Pasa la vida por la llanura placentera del descubrimiento de nuevas novelas y de viejos escritores, de saber que cantantes de antaño eran más que una canción, de conocer nuevas síntesis y relatos inesperados del pasado, de sentir un verano sostenido por primera vez en tres años y volver a saber del calor y de atardeceres de colores.
Así nos llega la mitad de año bajo la tiranía de las vacaciones del norte, la repetición de los capítulos vistos de las series de televisión y la vacuidad de la prensa que también manda su seriedad a la playa. Empieza esa horrible sensación de pensar que la única novedad es el campeonato colombiano de fútbol, el primero del mundo en lentitud y desgano, el más densamente poblado por árbitros incapaces y analistas mediocres.

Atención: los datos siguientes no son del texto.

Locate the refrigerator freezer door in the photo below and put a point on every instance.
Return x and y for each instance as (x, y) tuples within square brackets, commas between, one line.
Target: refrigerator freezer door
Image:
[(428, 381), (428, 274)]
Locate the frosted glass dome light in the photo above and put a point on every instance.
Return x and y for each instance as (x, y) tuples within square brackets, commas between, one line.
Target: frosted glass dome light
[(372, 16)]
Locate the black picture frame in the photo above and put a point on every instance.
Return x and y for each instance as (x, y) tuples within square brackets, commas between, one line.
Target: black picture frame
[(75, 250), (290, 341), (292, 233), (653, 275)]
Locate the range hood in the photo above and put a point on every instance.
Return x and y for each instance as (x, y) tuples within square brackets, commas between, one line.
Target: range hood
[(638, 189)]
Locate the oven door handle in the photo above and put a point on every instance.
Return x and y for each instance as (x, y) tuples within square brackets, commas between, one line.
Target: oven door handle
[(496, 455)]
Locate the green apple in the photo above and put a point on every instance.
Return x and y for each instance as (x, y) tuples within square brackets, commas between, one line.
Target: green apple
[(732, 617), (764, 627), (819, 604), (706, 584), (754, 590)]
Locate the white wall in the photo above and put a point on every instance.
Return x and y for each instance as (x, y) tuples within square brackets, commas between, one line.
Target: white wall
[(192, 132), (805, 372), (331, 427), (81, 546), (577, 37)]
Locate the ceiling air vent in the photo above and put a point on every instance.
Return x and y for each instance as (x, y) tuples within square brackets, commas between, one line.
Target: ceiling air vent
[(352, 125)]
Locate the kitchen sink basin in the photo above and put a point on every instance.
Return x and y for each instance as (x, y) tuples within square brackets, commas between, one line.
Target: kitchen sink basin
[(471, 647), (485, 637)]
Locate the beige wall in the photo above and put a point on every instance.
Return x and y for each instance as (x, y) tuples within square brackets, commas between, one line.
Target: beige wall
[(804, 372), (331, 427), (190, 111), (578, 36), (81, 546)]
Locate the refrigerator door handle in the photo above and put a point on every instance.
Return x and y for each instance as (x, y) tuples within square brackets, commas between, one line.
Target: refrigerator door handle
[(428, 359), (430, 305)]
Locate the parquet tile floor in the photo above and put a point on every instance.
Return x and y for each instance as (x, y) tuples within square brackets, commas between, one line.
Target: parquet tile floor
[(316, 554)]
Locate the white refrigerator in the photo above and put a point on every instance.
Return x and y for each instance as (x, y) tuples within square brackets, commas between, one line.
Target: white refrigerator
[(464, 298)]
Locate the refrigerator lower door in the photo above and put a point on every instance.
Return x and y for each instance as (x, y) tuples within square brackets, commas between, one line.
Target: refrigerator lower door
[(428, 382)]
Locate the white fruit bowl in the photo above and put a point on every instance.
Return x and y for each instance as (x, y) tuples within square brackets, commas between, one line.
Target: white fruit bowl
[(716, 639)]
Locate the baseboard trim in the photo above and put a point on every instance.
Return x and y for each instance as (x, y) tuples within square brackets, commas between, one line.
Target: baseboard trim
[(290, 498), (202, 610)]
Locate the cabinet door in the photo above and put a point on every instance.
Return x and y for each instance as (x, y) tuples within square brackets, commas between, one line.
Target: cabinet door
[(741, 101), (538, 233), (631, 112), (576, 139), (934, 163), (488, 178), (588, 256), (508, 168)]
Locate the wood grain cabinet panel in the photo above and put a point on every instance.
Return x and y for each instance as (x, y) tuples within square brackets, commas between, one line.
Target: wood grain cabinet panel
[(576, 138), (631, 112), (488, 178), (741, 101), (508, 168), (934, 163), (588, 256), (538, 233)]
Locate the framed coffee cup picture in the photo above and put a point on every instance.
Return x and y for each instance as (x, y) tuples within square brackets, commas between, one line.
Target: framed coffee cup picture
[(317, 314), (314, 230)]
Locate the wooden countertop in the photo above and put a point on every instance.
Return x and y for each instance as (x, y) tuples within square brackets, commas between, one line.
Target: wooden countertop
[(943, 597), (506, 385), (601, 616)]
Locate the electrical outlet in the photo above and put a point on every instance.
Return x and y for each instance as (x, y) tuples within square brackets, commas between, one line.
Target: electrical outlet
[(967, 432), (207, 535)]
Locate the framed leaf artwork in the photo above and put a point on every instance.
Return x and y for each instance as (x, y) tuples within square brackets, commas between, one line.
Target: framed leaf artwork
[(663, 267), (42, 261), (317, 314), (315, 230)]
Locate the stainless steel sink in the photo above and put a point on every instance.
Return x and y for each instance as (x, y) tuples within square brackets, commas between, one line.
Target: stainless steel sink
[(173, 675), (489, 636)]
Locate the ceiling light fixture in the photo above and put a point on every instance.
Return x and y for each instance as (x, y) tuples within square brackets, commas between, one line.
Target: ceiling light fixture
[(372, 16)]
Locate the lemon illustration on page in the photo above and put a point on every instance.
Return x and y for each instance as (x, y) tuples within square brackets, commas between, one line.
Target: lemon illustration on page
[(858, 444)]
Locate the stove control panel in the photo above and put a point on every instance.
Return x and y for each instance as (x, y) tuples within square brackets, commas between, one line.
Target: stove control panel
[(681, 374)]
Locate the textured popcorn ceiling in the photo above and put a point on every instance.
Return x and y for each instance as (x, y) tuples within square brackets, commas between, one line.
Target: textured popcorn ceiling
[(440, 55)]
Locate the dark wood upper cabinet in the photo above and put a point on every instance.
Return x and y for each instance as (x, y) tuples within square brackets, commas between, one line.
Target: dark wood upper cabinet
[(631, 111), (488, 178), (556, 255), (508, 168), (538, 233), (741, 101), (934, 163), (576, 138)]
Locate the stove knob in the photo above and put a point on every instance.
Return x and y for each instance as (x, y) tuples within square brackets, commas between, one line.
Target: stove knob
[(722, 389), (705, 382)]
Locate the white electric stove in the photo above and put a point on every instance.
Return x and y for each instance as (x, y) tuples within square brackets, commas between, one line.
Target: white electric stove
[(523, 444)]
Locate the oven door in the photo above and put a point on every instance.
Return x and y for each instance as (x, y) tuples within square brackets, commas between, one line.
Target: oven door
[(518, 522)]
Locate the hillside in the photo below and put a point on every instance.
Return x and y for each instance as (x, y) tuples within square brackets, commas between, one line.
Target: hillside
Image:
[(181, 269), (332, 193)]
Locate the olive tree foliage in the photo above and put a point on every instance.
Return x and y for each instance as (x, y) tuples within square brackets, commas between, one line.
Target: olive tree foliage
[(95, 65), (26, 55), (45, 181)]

Hasta que un domingo como cualquiera otro abre su tarde generosa y el sol del poniente pega contra el cemento y los acrílicos de las graderías que empiezan a enrojecerse con la lealtad cierta de las mismas veinte mil almas de siempre, y norte se llena de trapos saturados de x (las x del anonimato, la humildad y la resistencia). Entonces se despierta el sentimiento antiguo y el corazón se levanta y ya no somos nosotros cuando aparece en la cancha una fila india de once muchachos vestidos con la camiseta sagrada.
Es uno de los sentidos que tiene la vida.